Freezer prep.

ONE POT STEW

  • 1lb ground sausage (can substitute for other meat of choice)

  • 2 golden potatoes, chopped

  • 1 purple or regular sweet potato, chopped

  • 3-4 cups beef bone broth

  • 1 head of broccoli, diced

  • 2 sticks of celery, chopped

  • 1 cup mushrooms, diced

  • 1/2 a medium onion, minced

  • 2 medium carrots, diced

  • 4 cups fresh or canned diced tomatoes

  • 2-3 tbsp organic tomato paste

  • about 1 to 2 tsp each of dried oregano, chili powder, cumin, garlic powder, salt, and black pepper

  • optional toppings: sauerkraut, avocado, pumpkin seeds, cheese, cilantro

    DIRECTIONS:

    In a large pot on medium heat, sauté onions, mushrooms, and carrots for 5 to 7 minutes. Add in your sausage and sauté until fully cooked. Add in potatoes, remaining veggies, and spices. Saute for another 2 to 3 minutes. Add in your broth, tomatoes, and tomato paste. Stir until well combined and bring to a medium boil. Turn heat to medium-low and simmer for around 30 minutes or until the veggies are thoroughly cooked.

breakfast burritos

  • 10 large eggs, beaten

  • 8 slices turkey bacon

  • ½ onion, chopped

  • ½ bell pepper, chopped

  • 1 cup cheddar or pepper jack cheese

  • 6 to 8 tortillas (recommended brand: Siete Foods)

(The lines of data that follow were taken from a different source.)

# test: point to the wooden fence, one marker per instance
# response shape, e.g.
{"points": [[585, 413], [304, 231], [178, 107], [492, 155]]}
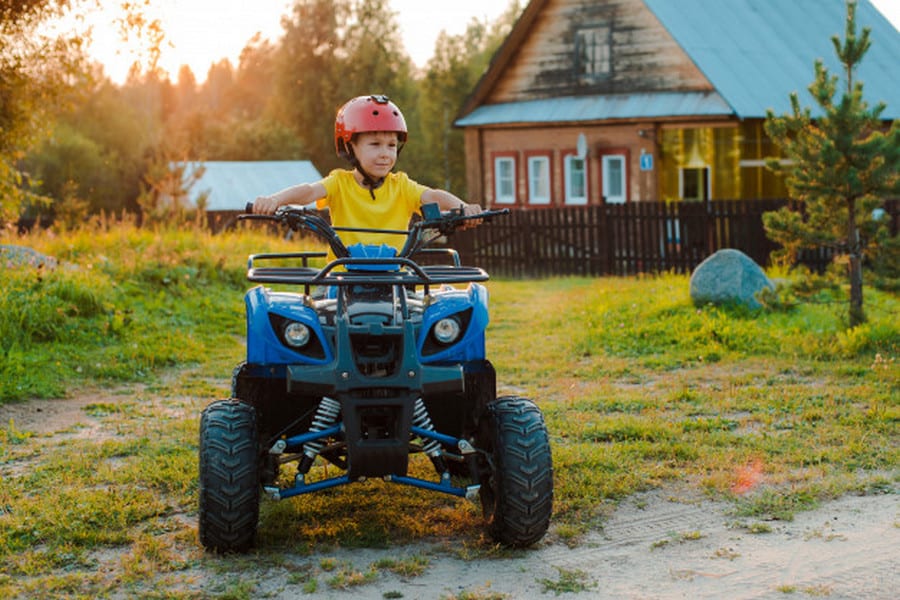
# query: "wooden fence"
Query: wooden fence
{"points": [[625, 239]]}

  • Salt and pepper to taste

  • Suggested add-ins when serving: avocado, salsa, sour cream

    DIRECTIONS:

    Heat a pan over medium heat and cook turkey bacon. Once cooked, remove from heat and chop. Add in your chopped veggies to the pan and saute for around 10 minutes or until fully cooked through. Once cooked, add in beaten eggs and salt/pepper.

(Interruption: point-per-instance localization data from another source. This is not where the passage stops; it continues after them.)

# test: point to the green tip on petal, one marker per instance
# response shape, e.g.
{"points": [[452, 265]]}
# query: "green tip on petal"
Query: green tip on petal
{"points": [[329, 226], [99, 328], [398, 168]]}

    Once all ingredients are done cooking, lay out your tortillas and add around 1 TBSP cheese to each tortilla, followed by turkey bacon, and egg mixture. Fold tortillas and wrap with tin foil tightly. Place wraps in a freezer friendly Ziplock bag and store until ready to eat.

STUFFED PEPPER CASSEROLE

  • 2 TBSP olive oil

  • 1lb ground beef

  • 1 large red onion, thinly sliced

  • 3 medium bell peppers, thinly sliced

  • 6 cloves garlic, diced

  • 2 tsp smoked paprika

  • 2 tsp dried oregano

  • 1 tsp salt and pepper

  • 2 TBSP tomato paste

  • 1 can diced tomatoes, drained

  • 1 (8.8-ounce) package cooked brown rice

  • ½ cup unsalted beef broth

  • 1 cup shredded cheese

    DIRECTIONS:

    Pre-heat oven to 400 degrees.

    Heat a skillet over medium heat with oil and add in ground beef. Sauté until cooked thoroughly. Add in bell pepper, onion, and spices and cook until the veggies are softened, around 8 to 10 minutes.

    Add in tomato paste, cook for around 1 to 2 minutes. Then remove from the heat and stir in tomatoes, rice, and broth.

    Transfer mixture to a baking pan and bake for around 20 minutes. Add shredded cheese on top and bake until the cheese is melty.